Q: does it make sense to say $K_P=\Bbb Q_p(\alpha)$, i.e. does 'adjoining elements' commute with completion?

I think the answer to this is no, because there might be several primes in $K$ lying over $p$ with different inertia/ramification degrees. Thus the degrees $[K_P:\Bbb Q]$ could be different. However the degree $[\Bbb Q_p(\alpha):\Bbb Q]$ does not depend on the prime $P$ chosen.

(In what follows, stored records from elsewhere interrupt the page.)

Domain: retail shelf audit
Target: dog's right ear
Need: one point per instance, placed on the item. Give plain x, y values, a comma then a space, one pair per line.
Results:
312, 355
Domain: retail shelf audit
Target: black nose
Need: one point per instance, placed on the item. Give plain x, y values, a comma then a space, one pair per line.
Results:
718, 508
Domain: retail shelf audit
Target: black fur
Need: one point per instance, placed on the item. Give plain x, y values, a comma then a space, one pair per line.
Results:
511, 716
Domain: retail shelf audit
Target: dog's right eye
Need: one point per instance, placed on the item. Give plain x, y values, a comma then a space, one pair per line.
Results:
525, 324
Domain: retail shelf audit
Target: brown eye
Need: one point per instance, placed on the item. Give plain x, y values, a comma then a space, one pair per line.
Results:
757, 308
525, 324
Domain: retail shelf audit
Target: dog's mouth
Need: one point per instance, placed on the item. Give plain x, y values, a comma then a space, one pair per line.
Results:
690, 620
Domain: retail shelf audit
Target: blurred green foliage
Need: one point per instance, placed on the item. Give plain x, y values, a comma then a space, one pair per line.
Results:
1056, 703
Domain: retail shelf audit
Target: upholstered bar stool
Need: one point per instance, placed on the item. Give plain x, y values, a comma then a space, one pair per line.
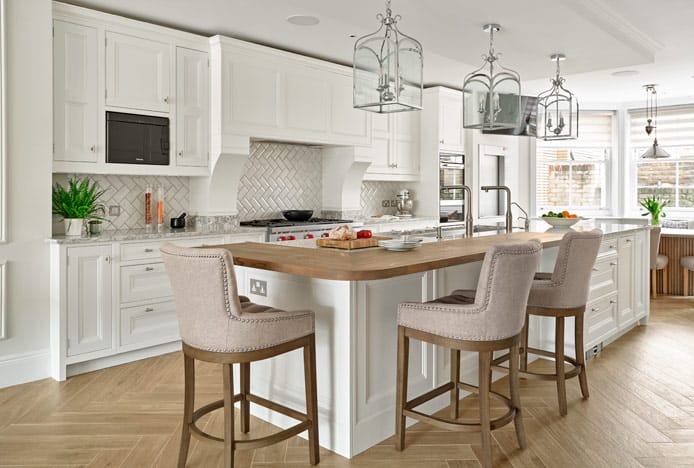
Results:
562, 294
687, 263
217, 325
658, 262
493, 322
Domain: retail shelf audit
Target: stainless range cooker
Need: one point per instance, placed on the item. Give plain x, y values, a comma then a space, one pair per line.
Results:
283, 230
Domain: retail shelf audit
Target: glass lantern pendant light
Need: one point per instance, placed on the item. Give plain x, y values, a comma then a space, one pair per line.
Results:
654, 151
491, 94
557, 109
388, 69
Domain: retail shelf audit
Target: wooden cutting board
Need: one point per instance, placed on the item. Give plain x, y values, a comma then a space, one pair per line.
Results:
351, 244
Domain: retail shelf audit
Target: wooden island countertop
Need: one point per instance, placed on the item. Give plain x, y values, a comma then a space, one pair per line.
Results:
374, 263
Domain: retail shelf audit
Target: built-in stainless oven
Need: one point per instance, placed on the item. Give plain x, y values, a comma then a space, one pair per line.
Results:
451, 181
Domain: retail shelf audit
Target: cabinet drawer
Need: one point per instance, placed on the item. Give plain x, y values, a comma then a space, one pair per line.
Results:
144, 282
600, 319
150, 249
604, 278
151, 324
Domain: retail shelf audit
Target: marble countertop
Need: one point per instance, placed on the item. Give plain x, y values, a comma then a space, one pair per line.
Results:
121, 235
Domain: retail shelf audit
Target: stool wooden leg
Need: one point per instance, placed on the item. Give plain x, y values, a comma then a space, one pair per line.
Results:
401, 389
311, 399
188, 408
524, 345
228, 383
485, 359
559, 364
685, 281
455, 378
581, 355
245, 376
514, 385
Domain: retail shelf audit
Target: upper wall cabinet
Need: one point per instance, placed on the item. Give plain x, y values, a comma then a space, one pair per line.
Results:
137, 73
192, 107
75, 99
266, 93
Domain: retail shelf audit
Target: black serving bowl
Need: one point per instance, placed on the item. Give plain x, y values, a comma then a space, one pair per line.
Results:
297, 215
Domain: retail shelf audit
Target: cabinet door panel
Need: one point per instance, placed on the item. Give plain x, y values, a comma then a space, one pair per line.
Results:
137, 73
75, 98
88, 299
251, 90
306, 102
192, 107
450, 123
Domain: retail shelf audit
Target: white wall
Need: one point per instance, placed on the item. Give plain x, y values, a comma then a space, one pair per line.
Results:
24, 354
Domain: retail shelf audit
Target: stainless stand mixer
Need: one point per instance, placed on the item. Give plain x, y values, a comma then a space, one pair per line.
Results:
404, 204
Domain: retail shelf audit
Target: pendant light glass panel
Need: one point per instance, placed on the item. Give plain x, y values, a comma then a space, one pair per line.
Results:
491, 94
557, 110
388, 69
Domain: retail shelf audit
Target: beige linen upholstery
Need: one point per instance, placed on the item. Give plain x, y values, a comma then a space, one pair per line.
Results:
498, 311
570, 280
211, 314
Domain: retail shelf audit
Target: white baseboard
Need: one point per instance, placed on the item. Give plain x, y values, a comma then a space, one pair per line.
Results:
21, 368
122, 358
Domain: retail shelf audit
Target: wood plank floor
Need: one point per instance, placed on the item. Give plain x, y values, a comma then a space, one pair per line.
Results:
640, 414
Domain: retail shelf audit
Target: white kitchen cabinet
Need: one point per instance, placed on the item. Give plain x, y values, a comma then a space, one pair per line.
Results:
626, 280
451, 121
89, 287
138, 73
192, 107
395, 147
75, 98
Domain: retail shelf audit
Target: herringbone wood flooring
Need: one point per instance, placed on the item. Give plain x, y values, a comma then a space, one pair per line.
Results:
640, 413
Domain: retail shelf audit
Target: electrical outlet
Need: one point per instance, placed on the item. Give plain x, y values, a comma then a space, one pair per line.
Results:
258, 287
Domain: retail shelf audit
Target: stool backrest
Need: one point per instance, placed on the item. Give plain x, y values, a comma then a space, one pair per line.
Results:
503, 287
205, 292
570, 281
655, 244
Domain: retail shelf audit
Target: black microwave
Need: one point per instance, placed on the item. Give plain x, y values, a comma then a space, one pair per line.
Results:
137, 139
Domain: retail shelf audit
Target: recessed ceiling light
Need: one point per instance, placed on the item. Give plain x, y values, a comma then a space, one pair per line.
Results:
625, 73
303, 20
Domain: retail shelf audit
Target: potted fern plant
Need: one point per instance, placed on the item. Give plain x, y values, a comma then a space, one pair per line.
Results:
654, 207
77, 203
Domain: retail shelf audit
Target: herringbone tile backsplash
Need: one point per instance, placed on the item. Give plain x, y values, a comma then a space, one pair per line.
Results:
280, 177
129, 193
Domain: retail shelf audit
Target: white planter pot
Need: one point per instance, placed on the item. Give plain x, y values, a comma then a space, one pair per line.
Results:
73, 226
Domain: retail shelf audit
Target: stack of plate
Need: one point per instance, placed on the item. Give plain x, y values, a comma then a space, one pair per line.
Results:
400, 245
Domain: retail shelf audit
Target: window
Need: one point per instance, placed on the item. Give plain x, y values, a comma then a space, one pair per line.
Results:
574, 174
670, 178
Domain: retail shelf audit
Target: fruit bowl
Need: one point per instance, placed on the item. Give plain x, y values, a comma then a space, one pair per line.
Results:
560, 222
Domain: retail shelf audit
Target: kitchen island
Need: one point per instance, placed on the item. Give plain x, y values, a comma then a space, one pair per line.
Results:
355, 296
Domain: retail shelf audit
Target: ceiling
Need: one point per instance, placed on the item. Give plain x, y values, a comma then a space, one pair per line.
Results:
597, 36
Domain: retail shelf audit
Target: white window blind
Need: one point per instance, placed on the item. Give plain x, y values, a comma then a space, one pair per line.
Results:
573, 174
670, 178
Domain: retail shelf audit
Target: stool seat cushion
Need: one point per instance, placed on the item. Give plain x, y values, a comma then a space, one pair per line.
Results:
211, 314
687, 262
661, 261
498, 312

On the other hand we have $\Bbb Q\subset \Bbb Q_p(\alpha)$ and thus $K\subset \Bbb Q_p(\alpha)$. As $\Bbb Q_p(\alpha)$ is complete this should imply $K_P\subseteq \Bbb Q_p(\alpha)$ in a somewhat canonical way, right? (I think here lies the/a problem, $\Bbb Q_p(\alpha)$ is complete with the unique extension of the absolute value of $\Bbb Q_p$, but there can be different extensions of the $p$-adic absolute value on $\Bbb Q$ to $K$.) What would be a way to solve this, e.g. if we have only one prime in $K$ lying over $p$, would we then get the equality $K_P=\Bbb Q_p(\alpha)$?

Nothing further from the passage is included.